Centrafrique : le règne de la terreur wagnérienne
En Centrafrique, la terreur orchestrée par le groupe Wagner s’installe durablement, transformant le quotidien des habitants en un cauchemar sans fin. Dernièrement, des scènes d’une violence inouïe ont été filmées et diffusées massivement, révélant l’horreur absolue dont sont capables ces mercenaires. Des hommes, pris au piège lors d’une opération de désarmement, ont été exécutés sommairement avant d’être décapités. Leurs têtes, soigneusement alignées sur le sol, ont été exposées comme une macabre mise en scène. Ces actes barbares, commentés avec une froideur glaçante par les bourreaux, rappellent les pires exactions perpétrées par les groupes djihadistes.
Une violence qui s’institutionnalise
Les victimes de ces atrocités incluent des membres de groupes armés, venus se rendre dans le cadre d’un programme de désarmement, ainsi que des civils innocents, comme un chef de village. Ces individus, attirés par une promesse de paix, ont été piégés et massacrés. Les images, d’une brutalité insoutenable, ont choqué la population, mais en Centrafrique, ces exactions sont devenues monnaie courante depuis l’arrivée des mercenaires russes. Dotés d’un permis de tuer validé par le pouvoir en place, les hommes de Wagner agissent en toute impunité, avec le soutien actif de supplétifs locaux surnommés les « Russes noirs » par les Centrafricains.
La Centrafrique, souvent qualifiée de « pays qui n’existait pas » ou de non-État, est plongée dans un chaos permanent.

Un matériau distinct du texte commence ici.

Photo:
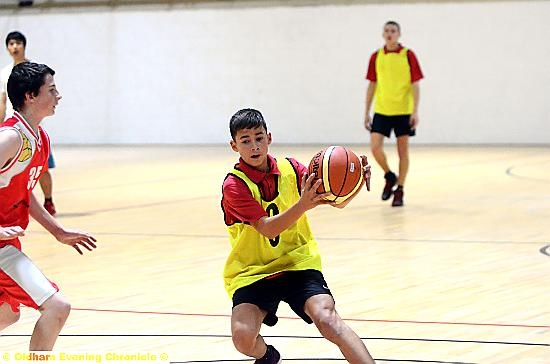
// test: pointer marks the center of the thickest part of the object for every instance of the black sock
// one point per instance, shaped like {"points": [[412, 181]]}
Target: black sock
{"points": [[266, 355]]}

Après des décennies de coups d’État, de mutineries et d’instabilité politique, ce territoire est désormais partagé entre un pouvoir central affaibli, confiné à Bangui, et une multitude de groupes armés incontrôlables. Dans ce contexte, la présence de la Minusca, la mission de l’ONU, apparaît comme une solution dérisoire face à l’escalade de la violence. Les mercenaires de Wagner, officiellement présents sous couvert d’une coopération bilatérale avec Moscou, ont exacerbé les tensions et transformé la Centrafrique en un laboratoire de la terreur.
Un État fantôme sous emprise étrangère
Les Wagner ont progressivement infiltré tous les rouages de l’État centrafricain. Ils contrôlent désormais l’armée, la police, la justice, les services de renseignement et même la gestion des flux à l’aéroport de Bangui. Leur influence s’étend au-delà du militaire : ils exploitent les ressources minières du pays, tout en imposant un régime de terreur. Disparitions, tortures, crimes sans jugement… La liste des exactions commises sous leur égide ne cesse de s’allonger. Les autorités locales, sous la direction du président Faustin-Archange Touadéra, ferment les yeux sur ces agissements, préférant s’appuyer sur ces mercenaires pour conserver le pouvoir.
Le fondateur de Wagner, Evgueni Prigojine, bien que disparu en 2023, reste une figure vénérée en Centrafrique. Une statue à sa gloire a été érigée, et chaque année, des soldats centrafricains célèbrent son anniversaire aux côtés de leurs « partenaires » wagnériens. Cette dévotion, mêlée à la terreur, illustre une forme inédite de domination coloniale, où la violence devient un mode de gouvernance. Après les révélations des vidéos du 8 juillet, l’opposition et la société civile ont à nouveau réclamé le retrait des mercenaires. Pourtant, les autorités restent silencieuses, laissant la population centrafricaine dans un état de terreur permanente.
Il y a quatre ans, alors que des responsables s’interrogeaient sur les conséquences de la présence de Wagner, le président Touadéra avait répondu sans équivoque : « Nous avons besoin des Russes. C’est grâce à eux que nous gardons le pouvoir. » Une déclaration qui résume toute l’absurdité de la situation : pour conserver le pouvoir, le chef de l’État centrafricain a choisi de faire de son pays un repaire de la terreur extrême.